1. Selectie en rol van geïntegreerde beschermingsapparatuur op microcomputerbasis
1.1 Selectie van geïntegreerde beschermingsapparatuur op microcomputerbasis
Om ervoor te zorgen dat een geïntegreerd beschermingsapparaat op microcomputerbasis correct en accuraat zijn relaisbeschermingstaken uitvoert, moet bij de selectie tijdens het ontwerp rekening worden gehouden met betrouwbaarheid, responstijd, onderhoud en inbedrijnstelling, en extra functies.
Het signaal-ingang voor geïntegreerde beschermingsapparatuur op microcomputerbasis is hetzelfde als bij traditionele relaisbescherming: spanning- en stroomsignalen worden ingevoerd via potentietransformatoren (PT's) en stroomtransformatoren (CT's), omgezet door zenders naar de standaardsignalen die vereist zijn door het beschermingsapparaat, gefilterd om lage- en hoge-orde harmonischen en andere storingen te verwijderen, en vervolgens omgezet van analoog naar digitaal door een A/D-converter.

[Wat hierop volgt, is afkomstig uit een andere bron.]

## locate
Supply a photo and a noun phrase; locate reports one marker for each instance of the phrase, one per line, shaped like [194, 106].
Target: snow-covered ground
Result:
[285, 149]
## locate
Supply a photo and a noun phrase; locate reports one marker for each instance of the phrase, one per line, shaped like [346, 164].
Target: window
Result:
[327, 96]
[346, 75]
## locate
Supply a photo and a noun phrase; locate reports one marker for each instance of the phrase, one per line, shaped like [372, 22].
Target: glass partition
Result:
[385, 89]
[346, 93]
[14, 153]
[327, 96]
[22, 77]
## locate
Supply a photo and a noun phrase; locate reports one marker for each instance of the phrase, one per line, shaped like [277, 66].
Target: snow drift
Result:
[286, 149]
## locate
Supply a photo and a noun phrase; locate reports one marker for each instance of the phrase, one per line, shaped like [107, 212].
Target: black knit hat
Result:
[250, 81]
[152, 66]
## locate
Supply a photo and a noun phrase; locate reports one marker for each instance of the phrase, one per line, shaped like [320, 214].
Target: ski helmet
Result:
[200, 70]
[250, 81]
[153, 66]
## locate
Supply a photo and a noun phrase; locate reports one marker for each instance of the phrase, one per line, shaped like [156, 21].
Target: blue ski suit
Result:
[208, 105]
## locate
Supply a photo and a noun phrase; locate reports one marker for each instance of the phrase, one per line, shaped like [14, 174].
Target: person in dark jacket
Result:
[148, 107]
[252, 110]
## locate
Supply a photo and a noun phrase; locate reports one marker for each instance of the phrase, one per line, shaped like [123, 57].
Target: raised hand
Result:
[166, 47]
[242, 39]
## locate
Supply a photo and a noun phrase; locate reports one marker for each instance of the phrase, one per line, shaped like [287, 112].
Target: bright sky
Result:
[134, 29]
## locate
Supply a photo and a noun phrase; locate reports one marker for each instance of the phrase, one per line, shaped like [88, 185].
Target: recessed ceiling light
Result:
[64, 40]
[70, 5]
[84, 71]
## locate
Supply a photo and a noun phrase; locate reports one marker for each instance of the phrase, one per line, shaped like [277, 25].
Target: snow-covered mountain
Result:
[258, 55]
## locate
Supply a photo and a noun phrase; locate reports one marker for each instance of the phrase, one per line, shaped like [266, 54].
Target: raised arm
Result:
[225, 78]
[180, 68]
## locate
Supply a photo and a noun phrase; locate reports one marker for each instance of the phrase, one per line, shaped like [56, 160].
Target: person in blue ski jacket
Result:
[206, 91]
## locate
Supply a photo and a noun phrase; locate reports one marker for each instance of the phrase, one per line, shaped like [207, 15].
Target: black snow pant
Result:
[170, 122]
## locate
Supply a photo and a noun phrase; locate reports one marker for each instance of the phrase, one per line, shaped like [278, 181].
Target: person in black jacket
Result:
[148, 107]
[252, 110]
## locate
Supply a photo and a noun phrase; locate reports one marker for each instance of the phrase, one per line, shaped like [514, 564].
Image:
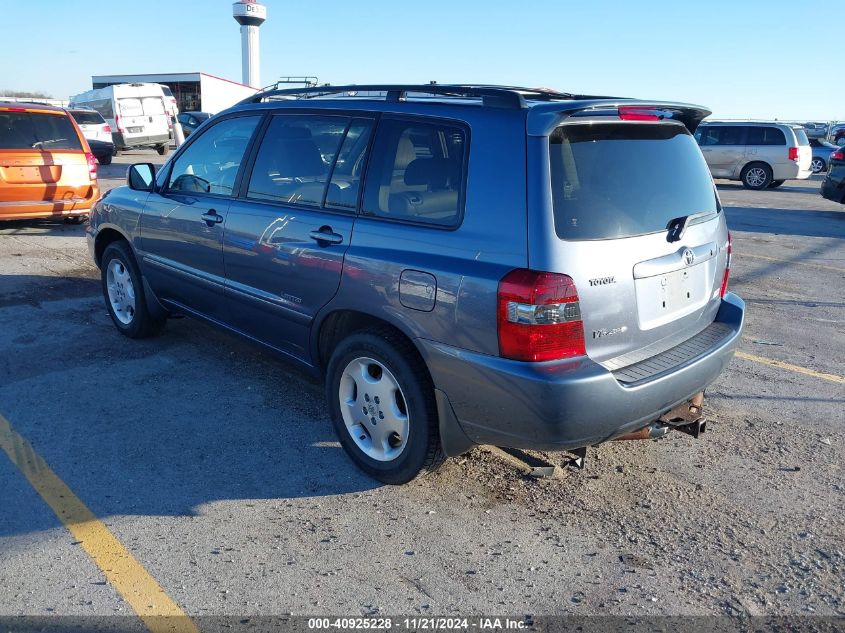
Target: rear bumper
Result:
[123, 141]
[833, 186]
[15, 210]
[790, 171]
[567, 404]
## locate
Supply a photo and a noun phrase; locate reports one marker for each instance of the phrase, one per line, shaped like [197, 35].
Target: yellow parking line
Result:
[146, 597]
[796, 368]
[789, 261]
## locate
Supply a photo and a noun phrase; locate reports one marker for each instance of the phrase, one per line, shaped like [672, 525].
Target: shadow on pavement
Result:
[786, 221]
[162, 426]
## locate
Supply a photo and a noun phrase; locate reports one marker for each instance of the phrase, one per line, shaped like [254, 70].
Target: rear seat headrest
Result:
[436, 173]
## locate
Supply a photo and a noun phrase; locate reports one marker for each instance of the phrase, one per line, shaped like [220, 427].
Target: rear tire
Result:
[397, 439]
[756, 176]
[123, 291]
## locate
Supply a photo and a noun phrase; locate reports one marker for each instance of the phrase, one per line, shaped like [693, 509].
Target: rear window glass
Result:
[613, 180]
[130, 107]
[153, 105]
[87, 118]
[31, 130]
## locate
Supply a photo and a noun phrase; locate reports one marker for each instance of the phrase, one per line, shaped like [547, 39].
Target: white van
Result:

De CPU voert berekeningen uit op de digitale ingang, vergelijkt de resultaten met vooraf ingestelde waarden, maakt oordelen en beslist vervolgens of er een alarm moet worden getriggerd of een uitschakeling moet plaatsvinden. Om aan de betrouwbaarheidsvereisten te voldoen, worden de meet- en beschermingsingangssignalen verwerkt en uitgevoerd door onafhankelijke verwerkingsunits binnen het apparaat. Dit garandeert meetnauwkeurigheid terwijl er voldoende marge wordt geboden bij ernstige storingen. Algemene ingenieursbetrouwbaarheid wordt behaald als het apparaat geen A/D-overloop of verzadiging ervaart wanneer de storingstroom 20 keer de normale waarde bereikt.

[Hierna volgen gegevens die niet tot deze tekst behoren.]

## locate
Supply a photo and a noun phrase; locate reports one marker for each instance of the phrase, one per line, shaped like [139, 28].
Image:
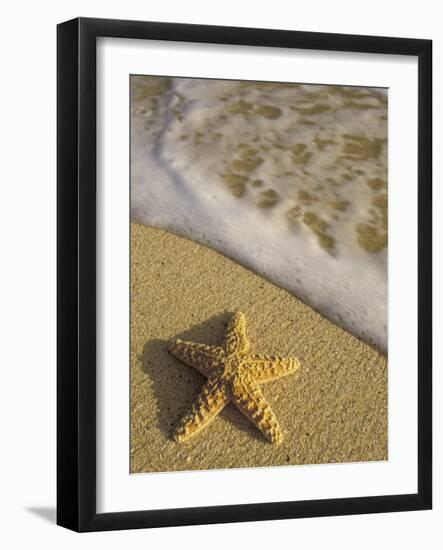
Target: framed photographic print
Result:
[244, 274]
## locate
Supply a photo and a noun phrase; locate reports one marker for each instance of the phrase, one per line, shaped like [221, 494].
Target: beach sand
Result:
[333, 409]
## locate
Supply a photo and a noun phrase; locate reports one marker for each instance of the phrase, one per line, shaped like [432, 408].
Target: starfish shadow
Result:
[176, 385]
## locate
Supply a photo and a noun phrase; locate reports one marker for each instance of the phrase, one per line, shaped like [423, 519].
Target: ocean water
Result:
[290, 180]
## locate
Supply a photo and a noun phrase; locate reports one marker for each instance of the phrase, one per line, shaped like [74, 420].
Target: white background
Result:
[117, 490]
[27, 300]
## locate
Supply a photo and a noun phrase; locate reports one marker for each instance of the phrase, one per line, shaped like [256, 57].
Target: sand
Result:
[333, 409]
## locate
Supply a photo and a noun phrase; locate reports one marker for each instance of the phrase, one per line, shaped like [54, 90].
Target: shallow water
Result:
[288, 179]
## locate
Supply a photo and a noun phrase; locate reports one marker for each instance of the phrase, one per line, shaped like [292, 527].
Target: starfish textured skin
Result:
[232, 375]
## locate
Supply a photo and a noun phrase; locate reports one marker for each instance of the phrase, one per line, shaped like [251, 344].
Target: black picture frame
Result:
[76, 274]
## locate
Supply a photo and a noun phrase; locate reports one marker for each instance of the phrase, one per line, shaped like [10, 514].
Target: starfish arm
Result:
[200, 356]
[249, 398]
[205, 408]
[264, 368]
[236, 341]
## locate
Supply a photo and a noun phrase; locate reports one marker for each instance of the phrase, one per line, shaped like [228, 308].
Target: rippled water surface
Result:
[288, 179]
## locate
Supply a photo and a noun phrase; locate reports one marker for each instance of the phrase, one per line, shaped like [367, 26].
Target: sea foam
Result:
[289, 180]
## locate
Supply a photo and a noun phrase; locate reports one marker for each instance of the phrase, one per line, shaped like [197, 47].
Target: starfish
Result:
[232, 375]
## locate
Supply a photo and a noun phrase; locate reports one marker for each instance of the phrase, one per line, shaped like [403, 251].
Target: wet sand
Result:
[333, 409]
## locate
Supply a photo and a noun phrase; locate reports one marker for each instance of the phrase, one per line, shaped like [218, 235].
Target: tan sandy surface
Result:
[333, 409]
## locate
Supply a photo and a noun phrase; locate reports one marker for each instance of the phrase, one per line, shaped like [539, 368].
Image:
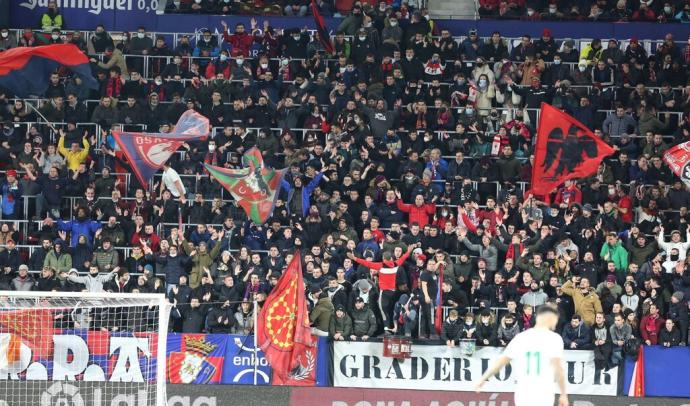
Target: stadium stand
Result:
[425, 138]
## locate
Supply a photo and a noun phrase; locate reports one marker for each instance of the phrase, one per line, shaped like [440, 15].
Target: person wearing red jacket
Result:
[650, 325]
[240, 40]
[418, 212]
[387, 272]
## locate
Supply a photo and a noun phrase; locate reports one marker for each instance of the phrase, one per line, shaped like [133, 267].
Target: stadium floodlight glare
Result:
[81, 348]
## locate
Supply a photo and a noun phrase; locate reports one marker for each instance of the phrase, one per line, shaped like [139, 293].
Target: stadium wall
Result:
[127, 15]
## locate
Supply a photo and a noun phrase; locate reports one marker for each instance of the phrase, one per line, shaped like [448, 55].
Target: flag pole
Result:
[256, 340]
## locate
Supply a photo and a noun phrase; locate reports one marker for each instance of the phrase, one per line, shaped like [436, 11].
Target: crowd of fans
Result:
[413, 164]
[599, 10]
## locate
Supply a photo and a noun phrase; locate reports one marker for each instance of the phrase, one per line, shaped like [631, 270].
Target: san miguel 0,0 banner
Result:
[362, 365]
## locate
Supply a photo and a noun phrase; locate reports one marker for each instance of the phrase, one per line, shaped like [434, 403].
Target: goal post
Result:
[83, 348]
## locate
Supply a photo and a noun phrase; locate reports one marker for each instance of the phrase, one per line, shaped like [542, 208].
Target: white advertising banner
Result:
[437, 367]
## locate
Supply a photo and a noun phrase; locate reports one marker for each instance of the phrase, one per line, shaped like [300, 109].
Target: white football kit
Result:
[531, 353]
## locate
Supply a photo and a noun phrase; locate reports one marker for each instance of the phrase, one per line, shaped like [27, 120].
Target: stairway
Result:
[454, 9]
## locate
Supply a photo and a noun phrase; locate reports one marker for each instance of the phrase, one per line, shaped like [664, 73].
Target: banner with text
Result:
[436, 367]
[82, 355]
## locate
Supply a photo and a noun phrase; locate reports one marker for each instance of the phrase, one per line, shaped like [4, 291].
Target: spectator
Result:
[650, 325]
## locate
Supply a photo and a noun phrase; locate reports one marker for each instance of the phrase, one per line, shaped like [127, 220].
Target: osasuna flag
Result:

1.2 Selectie van Responstijd
De softwareworkflow van een beschermingsapparaat is over het algemeen zoals in de onderstaande figuur weergegeven:
Uit de diagramma kan worden afgeleid dat de responstijd van een beschermingsapparaat nauw verbonden is met de gebruikte software en de methode voor elektriciteitsberekening, wat gebruikers over het algemeen niet bekend is.
Tijdens het ontwerp en de selectie kunnen we slechts de kwaliteit van een beschermingsapparaat beoordelen op basis van drie indicatoren: berekeningsnauwkeurigheid, responstijd en berekeningsbelasting. Deze drie factoren botsen op elkaar: slechte berekeningsnauwkeurigheid en kleine berekeningsbelasting leiden tot snellere responstijden, terwijl hogere nauwkeurigheid en grotere berekeningsbelasting resulteren in langzamere responstijden. Over het algemeen is voor eindgebruikers van een elektriciteitsnet, het instellen van de berekeningsbelasting op meer dan 3 keer, berekeningsnauwkeurigheid hoger dan 0,2%, en maximale responstijd minder dan 30ms voldoende om de typische ingenieursvereisten voor responstijd te voldoen.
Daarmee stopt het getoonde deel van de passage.